ヘルベルトは俺の言おうとしていることに心当たりがあるようだった。
「アイン様。兵士の大半は農民ですぞ。指揮する騎士の技量にもよるでしょうが、基本的には前進と撤退しかありませぬ」
あぁそっか。彼らは戦う術を本格的に学んだ兵士ではないのだ。とりあえず簡単な指示で形を保てればそれでいいということか。
だがなぁ…。なんというか勿体ないように感じる。肉壁にしている農民の彼らも結局領内で農作物を作る国力の源だ。兵農分離ではないけど志願者集めて訓練させて兵隊作れないかな?

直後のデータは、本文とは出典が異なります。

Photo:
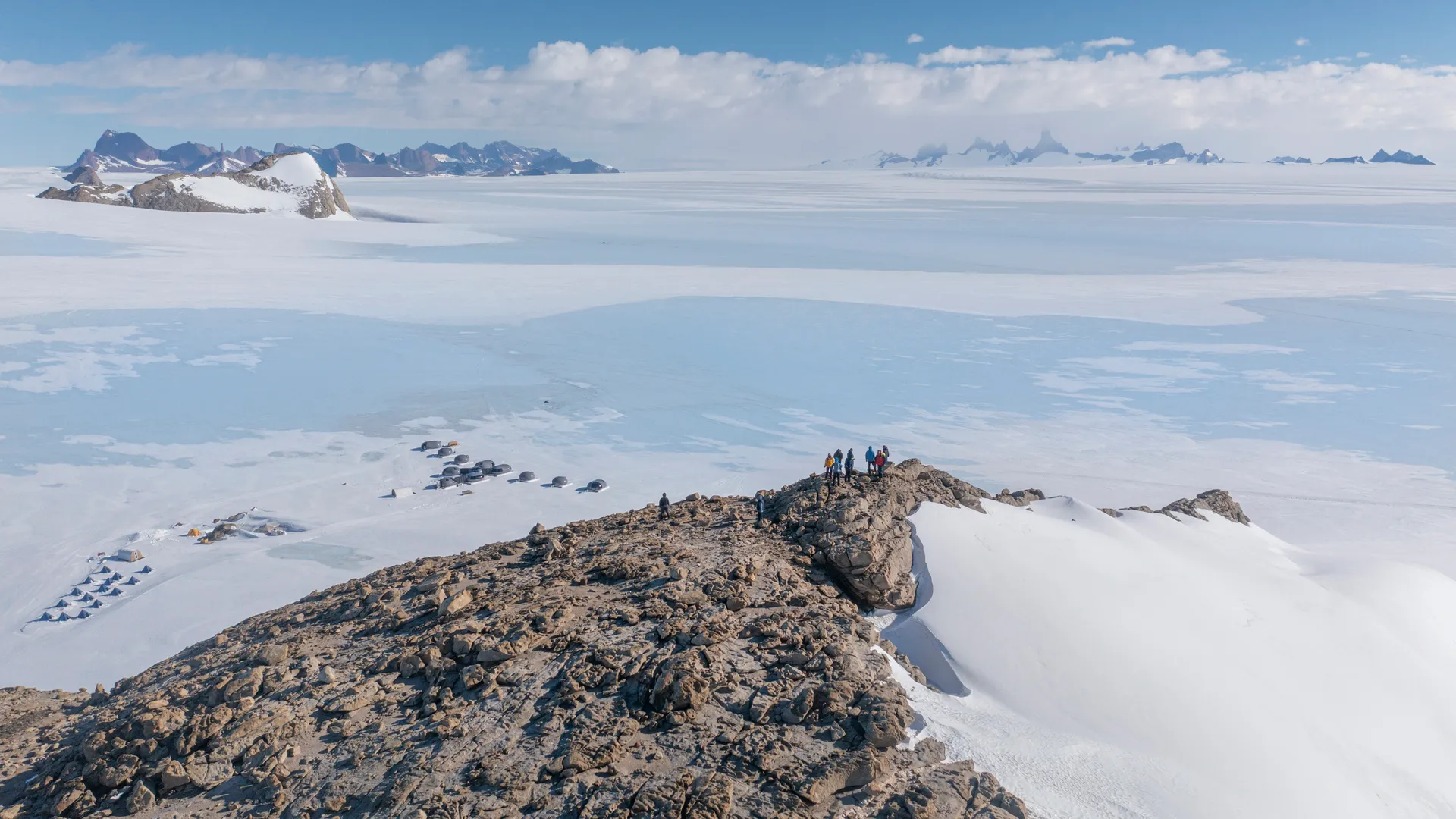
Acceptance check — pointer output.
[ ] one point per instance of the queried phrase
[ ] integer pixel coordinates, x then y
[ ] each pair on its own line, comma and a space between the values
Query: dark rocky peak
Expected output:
124, 146
1401, 156
246, 155
1161, 153
696, 667
1046, 145
1216, 502
83, 175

こういう時、相談するのに便利な相手は生きる知恵袋爺だ。
「爺。このような戦を続ければ国力は下がってしまう。農民たちから兵を集めて訓練を施してはダメだろうか?」
そう問いかけると爺は渋そうな顔をする。
「農民たちからですか…?う~む。儂は何とも思いませんが、他家や伯爵様の騎士は嫌がるでしょうな」
「なぜだ?彼らとしても戦力が増えるならありがたいことだと思うが」
「出世の機会や取り分を奪い合うことになりますな」
?なんかこう頭の中で会話がかみ合ってない気がする。なぜだ。
農民出身の兵士たちが騎士と競い合うことか、見込みをある者はもちろん騎士に取り立てても良いが…あぁそっか。

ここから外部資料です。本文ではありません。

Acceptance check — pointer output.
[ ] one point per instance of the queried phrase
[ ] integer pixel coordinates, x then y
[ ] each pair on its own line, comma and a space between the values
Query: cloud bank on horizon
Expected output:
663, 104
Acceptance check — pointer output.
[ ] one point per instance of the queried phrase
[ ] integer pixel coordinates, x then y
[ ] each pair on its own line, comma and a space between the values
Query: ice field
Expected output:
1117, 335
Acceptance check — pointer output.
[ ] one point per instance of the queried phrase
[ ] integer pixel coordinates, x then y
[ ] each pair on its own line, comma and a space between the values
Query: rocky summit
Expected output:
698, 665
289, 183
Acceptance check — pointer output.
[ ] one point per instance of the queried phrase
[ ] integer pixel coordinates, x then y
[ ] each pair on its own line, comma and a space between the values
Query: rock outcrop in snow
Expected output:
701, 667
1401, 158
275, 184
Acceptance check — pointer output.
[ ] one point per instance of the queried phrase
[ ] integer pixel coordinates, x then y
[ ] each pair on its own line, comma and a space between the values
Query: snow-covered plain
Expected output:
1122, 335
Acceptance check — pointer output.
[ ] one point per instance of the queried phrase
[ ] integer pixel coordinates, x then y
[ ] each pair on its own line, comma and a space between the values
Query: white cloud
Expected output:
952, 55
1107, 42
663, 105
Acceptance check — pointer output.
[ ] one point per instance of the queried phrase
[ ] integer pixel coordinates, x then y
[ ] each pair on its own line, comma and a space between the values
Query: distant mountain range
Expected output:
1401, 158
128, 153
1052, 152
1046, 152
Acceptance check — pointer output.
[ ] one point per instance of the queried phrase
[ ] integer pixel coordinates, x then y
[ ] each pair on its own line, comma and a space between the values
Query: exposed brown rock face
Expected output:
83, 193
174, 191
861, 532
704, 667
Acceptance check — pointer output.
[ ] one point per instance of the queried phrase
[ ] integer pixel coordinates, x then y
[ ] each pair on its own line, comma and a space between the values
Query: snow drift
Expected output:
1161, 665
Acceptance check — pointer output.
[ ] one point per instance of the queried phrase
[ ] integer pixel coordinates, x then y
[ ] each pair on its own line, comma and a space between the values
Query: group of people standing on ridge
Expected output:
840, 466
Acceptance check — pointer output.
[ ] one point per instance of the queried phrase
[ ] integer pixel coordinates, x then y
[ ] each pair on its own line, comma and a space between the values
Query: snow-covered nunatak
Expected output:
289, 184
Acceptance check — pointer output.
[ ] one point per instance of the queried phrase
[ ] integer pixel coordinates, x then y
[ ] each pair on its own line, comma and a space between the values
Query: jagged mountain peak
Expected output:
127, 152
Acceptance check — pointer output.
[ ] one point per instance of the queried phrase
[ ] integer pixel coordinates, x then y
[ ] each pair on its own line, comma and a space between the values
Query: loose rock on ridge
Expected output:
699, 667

「爺。別に農民兵を騎士として教育するつもりはないぞ。見込みがあるなら別だが、彼らには純粋に戦う術だけを訓練させようかと思っている」
この世界における騎士とは戦う職業であるが、傭兵なんかもこの世界にはいる。だが、農民の兵士や傭兵と騎士の根本的な違いは教養だ。
騎士は貴族の下で徴税官や補佐を行う。それ故、教養が求められ世襲制の騎士が多い理由となっている。

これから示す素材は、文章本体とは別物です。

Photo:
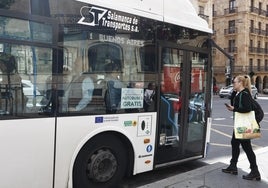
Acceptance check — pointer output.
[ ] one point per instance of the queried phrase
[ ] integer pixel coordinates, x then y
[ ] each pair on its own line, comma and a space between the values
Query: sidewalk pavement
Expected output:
211, 176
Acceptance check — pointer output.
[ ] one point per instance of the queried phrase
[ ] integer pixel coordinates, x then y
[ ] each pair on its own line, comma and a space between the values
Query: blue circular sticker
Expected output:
149, 148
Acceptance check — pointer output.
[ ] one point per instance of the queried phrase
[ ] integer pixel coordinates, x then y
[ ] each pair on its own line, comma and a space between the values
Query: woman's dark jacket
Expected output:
242, 101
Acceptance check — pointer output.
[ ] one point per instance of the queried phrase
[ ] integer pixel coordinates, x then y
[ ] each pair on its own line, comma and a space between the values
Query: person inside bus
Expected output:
78, 93
112, 96
149, 97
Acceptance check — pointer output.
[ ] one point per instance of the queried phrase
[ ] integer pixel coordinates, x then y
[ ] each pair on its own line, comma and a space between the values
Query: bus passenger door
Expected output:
181, 128
171, 60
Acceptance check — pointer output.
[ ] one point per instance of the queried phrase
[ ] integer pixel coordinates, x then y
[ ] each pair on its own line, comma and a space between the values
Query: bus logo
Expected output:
91, 15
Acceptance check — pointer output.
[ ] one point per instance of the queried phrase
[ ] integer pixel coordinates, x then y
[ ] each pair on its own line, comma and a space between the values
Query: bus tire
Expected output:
101, 163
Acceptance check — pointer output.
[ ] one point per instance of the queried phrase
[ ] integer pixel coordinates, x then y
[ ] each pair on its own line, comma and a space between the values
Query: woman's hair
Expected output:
245, 79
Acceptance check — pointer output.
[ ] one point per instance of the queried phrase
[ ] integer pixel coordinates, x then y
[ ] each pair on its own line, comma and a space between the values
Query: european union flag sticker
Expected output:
98, 119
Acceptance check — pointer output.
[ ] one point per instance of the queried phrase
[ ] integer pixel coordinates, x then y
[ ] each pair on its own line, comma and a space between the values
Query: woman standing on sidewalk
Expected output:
242, 87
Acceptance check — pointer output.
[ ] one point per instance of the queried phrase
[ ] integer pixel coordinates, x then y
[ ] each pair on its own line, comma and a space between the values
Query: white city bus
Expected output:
95, 90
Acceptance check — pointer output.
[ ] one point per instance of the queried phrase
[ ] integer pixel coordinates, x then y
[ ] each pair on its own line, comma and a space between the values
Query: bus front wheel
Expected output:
100, 163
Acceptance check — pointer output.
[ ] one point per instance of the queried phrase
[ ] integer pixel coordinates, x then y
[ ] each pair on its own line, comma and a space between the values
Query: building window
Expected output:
231, 46
250, 65
232, 4
259, 65
231, 26
201, 10
251, 26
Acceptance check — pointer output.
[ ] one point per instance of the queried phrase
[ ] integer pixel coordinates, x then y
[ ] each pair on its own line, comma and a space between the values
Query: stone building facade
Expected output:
241, 29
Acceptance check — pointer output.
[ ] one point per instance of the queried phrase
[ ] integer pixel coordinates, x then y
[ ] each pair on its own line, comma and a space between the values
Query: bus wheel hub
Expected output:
102, 166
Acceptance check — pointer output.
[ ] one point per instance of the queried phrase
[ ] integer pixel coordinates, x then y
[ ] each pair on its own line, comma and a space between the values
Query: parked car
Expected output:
227, 91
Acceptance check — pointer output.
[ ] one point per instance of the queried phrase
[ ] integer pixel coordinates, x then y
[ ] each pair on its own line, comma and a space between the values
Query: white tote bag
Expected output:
246, 126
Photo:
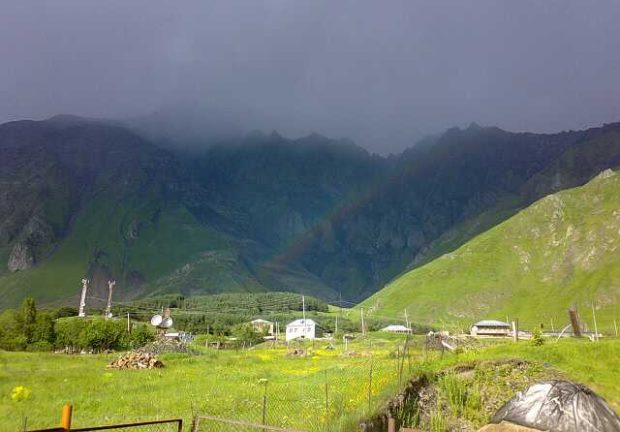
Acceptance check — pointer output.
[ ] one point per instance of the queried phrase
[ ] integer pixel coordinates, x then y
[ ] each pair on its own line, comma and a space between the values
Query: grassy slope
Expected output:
227, 383
562, 250
99, 239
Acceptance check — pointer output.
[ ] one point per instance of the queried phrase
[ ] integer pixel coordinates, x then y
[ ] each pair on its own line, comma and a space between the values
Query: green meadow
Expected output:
320, 389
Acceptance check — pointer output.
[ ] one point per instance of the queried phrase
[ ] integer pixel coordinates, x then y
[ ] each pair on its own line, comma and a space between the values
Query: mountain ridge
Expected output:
313, 214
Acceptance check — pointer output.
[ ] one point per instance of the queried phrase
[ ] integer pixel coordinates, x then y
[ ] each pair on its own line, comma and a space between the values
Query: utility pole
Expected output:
82, 312
303, 311
595, 326
515, 330
108, 309
363, 328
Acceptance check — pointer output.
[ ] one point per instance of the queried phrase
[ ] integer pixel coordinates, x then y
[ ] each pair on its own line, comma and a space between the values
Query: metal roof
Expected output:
491, 323
301, 322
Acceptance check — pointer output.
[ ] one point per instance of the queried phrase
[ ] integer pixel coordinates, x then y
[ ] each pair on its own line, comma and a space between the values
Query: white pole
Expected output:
108, 310
362, 315
82, 312
595, 326
303, 308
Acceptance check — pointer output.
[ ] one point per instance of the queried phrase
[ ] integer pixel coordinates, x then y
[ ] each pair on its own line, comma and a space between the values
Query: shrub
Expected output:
537, 337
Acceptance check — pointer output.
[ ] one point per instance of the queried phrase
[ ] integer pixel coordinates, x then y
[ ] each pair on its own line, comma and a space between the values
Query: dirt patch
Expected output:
461, 398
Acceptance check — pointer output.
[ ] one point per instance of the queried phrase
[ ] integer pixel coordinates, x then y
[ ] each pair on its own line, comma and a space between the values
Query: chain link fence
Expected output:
175, 425
333, 399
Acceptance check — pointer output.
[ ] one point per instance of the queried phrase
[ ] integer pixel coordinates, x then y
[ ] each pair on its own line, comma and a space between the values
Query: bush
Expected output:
40, 346
140, 335
537, 337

「なるほど…おもしろそうですな…しかし、なんとも金のかかりそうな話ですな!」
笑うヘルベルトに俺も苦笑いで返すしかできない。
うちの領内の経営状況では難しい話だしな。
「アイン様!その兵隊が出来たら俺に任せくれ!訓練も俺がするから!」
ヴェルナーが興奮気味に話すが、彼が訓練するところを想像すると、とんでもないスパルタになりそうな気がする…。
「機会があればな…?」
そう言って誤魔化したが、もしそうなればヘルベルトとエーリッヒに任せるとしようと俺は心に誓った。